Para commando deaths can be avoided. A joint special force is crucial
Veteran para commandos of the Indian Army are appalled at the kind of losses they've suffered in the recent past while operating in Kashmir. A senior member of the otherwise tightly knit para commandos community, said that "there is no role for the paras within the borders of the country. The tasks they are being given can be undertaken by the infantry."
Over the past few months the paras have lost a colonel, two Captains, besides two Lance Naiks. The loss of the paras rankles more because they are highly trained and specially equipped. Their deaths are a loss of precious resources, says the veteran.
In 2000, one of the senior officers of the paras headed a committee that took note of the requirements of the parachute regiment. At that time there were three battalions, (1 Paras, 2 Paras, and 21 Paras). The committee had proposed for the addition of one more battalion.
Today, there are nine battalions and the tenth is being raised, but that isn't enough. "They are seriously under-equipped to the extent that they don't even have Tavor assault rifles for all the members of the paras. They end up having to share the total inventory of those rifles, managing its absence with the generic AK-47s and worse, INSAS," says the author of that report.
Too many para commandos have lost their lives. Most of these are situations that the infantry could have handled
Troop survivability is increasingly becoming a major issue, not just for the special forces like the paras, but even the infantry. The body armour these troops use have a ceramic plate in the middle covering the chest and back. It can barely stop a bullet, let alone a fusillade of the automatic and semi-automatic fire that the terrorists now met out.
During the recent Pampore encounter near Srinagar, the paras were deployed without fully assessing the situation, a retired Lieutenant General said. When it was pointed out, that the government building the three terrorists had infiltrated, could have produced a 'hostage situation,' the former officer said the paras aren't equipped to handle negotiations. Their military task is usually behind enemy lines.
The need of the hour
The senior officer is of the belief that the Pampore operation strongly points to the absence of a joint special forces (JSF) command, which could have integrated the various special forces of the country, including the National Security Guards. They could also have drawn from the recently developed commando groups of the other service lines like the Navy (MARCOS) and the Air Force (Garuds).
The JSF was proposed about three years ago by the Integrated Defence Services (IDS) headquarters. They are still waiting for the government's nod for its formation. The bureaucratic hurdles need to be scissored by the political leadership that populates the Cabinet Committee on Security, if not the Defence minister singly or in tandem with the Prime Minister.

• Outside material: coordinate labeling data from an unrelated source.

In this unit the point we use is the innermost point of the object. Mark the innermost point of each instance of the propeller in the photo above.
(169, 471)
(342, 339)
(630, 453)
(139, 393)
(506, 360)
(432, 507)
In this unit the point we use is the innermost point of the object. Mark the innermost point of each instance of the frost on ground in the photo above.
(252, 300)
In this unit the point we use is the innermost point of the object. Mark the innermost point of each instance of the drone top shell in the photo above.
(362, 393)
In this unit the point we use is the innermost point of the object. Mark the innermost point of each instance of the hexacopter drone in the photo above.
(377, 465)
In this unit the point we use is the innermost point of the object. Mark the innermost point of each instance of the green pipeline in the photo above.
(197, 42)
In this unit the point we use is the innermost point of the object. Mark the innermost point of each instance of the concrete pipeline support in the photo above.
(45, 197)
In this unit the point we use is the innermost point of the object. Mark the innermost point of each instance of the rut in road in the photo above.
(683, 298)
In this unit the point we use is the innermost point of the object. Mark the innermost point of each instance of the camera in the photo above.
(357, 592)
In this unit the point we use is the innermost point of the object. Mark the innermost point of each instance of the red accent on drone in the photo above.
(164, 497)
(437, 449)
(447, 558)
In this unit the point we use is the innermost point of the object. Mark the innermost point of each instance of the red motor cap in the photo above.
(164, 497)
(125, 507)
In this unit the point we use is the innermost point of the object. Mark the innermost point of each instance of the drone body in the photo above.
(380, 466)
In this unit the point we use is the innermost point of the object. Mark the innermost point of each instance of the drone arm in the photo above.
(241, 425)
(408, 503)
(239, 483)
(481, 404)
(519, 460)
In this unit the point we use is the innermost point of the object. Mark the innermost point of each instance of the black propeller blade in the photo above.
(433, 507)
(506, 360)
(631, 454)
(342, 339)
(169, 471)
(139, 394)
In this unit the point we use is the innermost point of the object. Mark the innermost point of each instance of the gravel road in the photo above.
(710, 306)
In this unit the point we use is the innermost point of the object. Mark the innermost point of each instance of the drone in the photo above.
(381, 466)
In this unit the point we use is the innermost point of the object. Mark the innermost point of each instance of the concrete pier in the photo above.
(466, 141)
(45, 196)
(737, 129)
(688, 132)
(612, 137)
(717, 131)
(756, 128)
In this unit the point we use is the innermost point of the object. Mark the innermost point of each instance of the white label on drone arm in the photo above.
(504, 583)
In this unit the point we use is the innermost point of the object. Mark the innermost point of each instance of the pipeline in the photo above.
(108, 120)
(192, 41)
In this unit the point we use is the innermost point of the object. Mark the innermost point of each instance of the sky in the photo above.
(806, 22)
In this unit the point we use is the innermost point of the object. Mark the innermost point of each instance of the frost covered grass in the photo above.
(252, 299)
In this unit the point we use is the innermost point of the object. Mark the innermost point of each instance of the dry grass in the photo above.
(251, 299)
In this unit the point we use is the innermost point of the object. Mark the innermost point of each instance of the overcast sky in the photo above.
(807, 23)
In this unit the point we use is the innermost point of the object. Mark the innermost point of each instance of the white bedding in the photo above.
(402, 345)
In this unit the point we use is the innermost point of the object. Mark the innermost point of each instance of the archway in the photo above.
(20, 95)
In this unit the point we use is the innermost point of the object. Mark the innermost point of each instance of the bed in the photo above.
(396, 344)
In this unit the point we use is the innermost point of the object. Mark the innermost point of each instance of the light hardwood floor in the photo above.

But both the UPA II and the Narendra Modi government have sat on the proposals for four joint commands that included the JSF. The losses of para lives are a telling commentary of the higher command's failure in the Indian armed forces.
The central government's media managers recently found the means to publicise all the deaths of the Indian armed forces. This was done with the intention of valorising the soldiers and making a television and publication extravaganza out of it.
The para commandos are ill-equipped in terms of artillery and tackle situations beyond their training
Though well-intentioned, according to one official, it creates an opportunity for the "jihadis to prepare their propaganda videos and literature, besides spinning myths about how one terrorist being killed is equal to four special forces soldiers."
Meanwhile, the army is particularly riled by the way a piece of false news was leaked to the media about a CBI investigation of two Major Generals, who had apparently paid money to the recently retired military secretary, a principal staff officer (PSO), who had presided over the preparation of the former's confidential reports.
"One of the Major Generals has actually filed a defamation suit against a media outlet," a serving senior army official told Catch a few weeks ago. But what is critical is the alacrity with which the Defence Ministry sought to get the matter investigated. To some, it showed that the politico-bureaucratic leadership wanted to hobble the army's senior cadres more; a surprising technique that has Nehruvian roots. Even more interesting is that the Modi government took that route, given its attempt to de-Nehruise contemporary Indian history.